DAS HERZSTÜCK des Bauernhauses von Danh Vo in Brandenburg, Deutschland, ist ein Ofen. Allerdings nicht irgendein Ofen. Dieser holzbefeuerte Lehmofen in der Größe eines Volkswagen-Kleinbusses, der in einem dunklen Azurblau gestrichen war und den großen Wohnbereich halbierte, war eines der wenigen Dinge, von denen Vo wusste, dass er sie im Haus haben musste: eine moderne Version eines traditionellen russischen Ofens, die sowohl zum Kochen als auch zum Heizen verwendet wurde. Einst waren diese beeindruckenden Mauerwerke der Ort des Hauses und die Inspiration für mehrere russische Märchen. Viele hatten große Regale oder Anbauten mit Flachdach, die über kleine Leitern erreichbar und mit Matratzen belegt waren. Vo’s hat eine Plattform, die hinten hervorsteht und Wärme ausstrahlt, mit Platz für vier Personen.
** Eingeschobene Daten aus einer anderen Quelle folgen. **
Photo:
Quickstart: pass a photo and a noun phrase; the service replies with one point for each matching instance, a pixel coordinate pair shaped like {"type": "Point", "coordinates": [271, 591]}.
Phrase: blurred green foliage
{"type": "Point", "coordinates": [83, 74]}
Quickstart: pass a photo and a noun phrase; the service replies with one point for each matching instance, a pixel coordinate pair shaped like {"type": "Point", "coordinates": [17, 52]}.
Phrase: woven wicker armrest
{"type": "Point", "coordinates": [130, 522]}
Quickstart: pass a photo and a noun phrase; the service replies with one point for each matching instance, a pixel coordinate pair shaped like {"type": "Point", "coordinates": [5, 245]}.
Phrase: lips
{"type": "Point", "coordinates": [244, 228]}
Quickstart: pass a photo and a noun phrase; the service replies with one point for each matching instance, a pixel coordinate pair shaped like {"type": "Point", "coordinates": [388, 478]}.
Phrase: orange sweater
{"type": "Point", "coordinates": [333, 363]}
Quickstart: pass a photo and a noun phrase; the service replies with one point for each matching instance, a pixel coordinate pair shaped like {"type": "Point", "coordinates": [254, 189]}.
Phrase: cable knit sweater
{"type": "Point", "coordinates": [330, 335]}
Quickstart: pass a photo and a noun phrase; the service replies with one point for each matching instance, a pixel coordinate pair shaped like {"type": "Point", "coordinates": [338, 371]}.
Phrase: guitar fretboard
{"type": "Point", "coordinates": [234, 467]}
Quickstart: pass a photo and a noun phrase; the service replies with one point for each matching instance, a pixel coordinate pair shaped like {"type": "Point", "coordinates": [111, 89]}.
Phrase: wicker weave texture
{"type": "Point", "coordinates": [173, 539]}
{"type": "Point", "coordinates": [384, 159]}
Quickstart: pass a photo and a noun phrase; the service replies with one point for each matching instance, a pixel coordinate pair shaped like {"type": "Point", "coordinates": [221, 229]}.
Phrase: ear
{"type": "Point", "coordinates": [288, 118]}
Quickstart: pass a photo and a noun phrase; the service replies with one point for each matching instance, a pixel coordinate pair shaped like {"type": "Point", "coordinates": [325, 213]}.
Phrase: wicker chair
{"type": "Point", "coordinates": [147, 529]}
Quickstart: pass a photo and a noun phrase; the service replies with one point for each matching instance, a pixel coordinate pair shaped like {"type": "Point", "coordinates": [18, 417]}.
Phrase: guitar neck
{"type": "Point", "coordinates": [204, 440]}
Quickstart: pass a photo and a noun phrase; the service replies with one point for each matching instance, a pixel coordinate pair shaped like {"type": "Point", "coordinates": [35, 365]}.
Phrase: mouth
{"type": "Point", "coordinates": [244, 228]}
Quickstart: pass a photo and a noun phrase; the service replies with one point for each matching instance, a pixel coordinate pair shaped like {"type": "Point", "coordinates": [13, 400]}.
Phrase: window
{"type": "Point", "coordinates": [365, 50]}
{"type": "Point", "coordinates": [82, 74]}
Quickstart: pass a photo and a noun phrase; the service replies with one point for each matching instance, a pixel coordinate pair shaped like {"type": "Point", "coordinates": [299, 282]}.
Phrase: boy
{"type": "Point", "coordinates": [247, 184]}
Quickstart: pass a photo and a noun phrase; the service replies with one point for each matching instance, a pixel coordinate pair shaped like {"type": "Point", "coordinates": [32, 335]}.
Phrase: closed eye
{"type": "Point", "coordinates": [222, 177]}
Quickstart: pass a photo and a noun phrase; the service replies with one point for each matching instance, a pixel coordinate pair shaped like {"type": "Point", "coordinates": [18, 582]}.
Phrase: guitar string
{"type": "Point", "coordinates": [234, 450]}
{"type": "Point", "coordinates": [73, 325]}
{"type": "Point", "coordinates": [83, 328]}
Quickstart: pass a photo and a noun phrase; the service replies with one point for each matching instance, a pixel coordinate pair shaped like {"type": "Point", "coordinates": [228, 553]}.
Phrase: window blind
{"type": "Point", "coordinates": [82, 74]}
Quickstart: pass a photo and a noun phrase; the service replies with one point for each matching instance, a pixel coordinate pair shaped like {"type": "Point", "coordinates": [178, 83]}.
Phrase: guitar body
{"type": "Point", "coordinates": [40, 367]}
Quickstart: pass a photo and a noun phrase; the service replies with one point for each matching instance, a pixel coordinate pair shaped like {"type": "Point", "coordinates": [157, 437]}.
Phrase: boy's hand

Die monumentale Häuslichkeit eines solchen Stücks gefiel Vo, 46, einem Konzeptkünstler, der oft neue Objekte aus alten macht, wie die Waschmaschine, den Kühlschrank und den Fernseher, die seine Großmutter von einer katholischen Wohltätigkeitsorganisation erhielt, als sie in den 1980er Jahren als Vietnamese ankam Flüchtling in Deutschland, die Vo übereinander stapelte und mit einem hölzernen Kruzifix befestigte, um sie zu Kunst umzugestalten („Oma Totem“, 2009). „Duchamp hat Öfen gemacht“, bemerkt Vo. Aber der Lehmofen sprach auch für einen anderen Wunsch, den er für dieses Haus hatte: dass es ein Ort sei, an dem sich Menschen versammeln könnten. „Ich liebe es, wenn im Winter alle automatisch von seiner Wärme angezogen werden“, sagt er. „Das kaufe ich lieber als ein schickes Auto.“

Vos Anwesen namens Güldenhof liegt etwas mehr als eine Autostunde nördlich von Berlin, vorbei an riesigen Raps- und Roggenfeldern und dem winzigen Dorf, von dem es seinen Namen hat. Es war einst ein ostdeutsches Landwirtschaftskollektiv, aber die meisten seiner Gebäude waren seit fast 30 Jahren verlassen, als Vo 2016 darauf stieß, und seine unbebauten Felder sind jetzt mit Kunst interpunktiert. In der Mitte dieser 7,5 Hektar großen, umfunktionierten Farm befindet sich ein grasbewachsener Innenhof in der Größe eines Fußballfelds, der auf jeder Seite von einer anderen Struktur eingerahmt wird, die alle ursprünglich im 19. Jahrhundert erbaut wurden. Neben dem gründlich renovierten, dreistöckigen, 7000 Quadratmeter großen Bauernhaus, in dem Vo lebt, gibt es drei lange Gebäude aus Stein und Ziegeln, die früher als Viehunterkünfte und Futterlager dienten. In den letzten Jahren hat Vo das Anwesen in einen kulturellen Inkubator verwandelt. Dort lädt er Menschen ein, Dinge zu machen, sei es Kunst oder Sauerkraut, und experimentiert auch immer wieder selbst.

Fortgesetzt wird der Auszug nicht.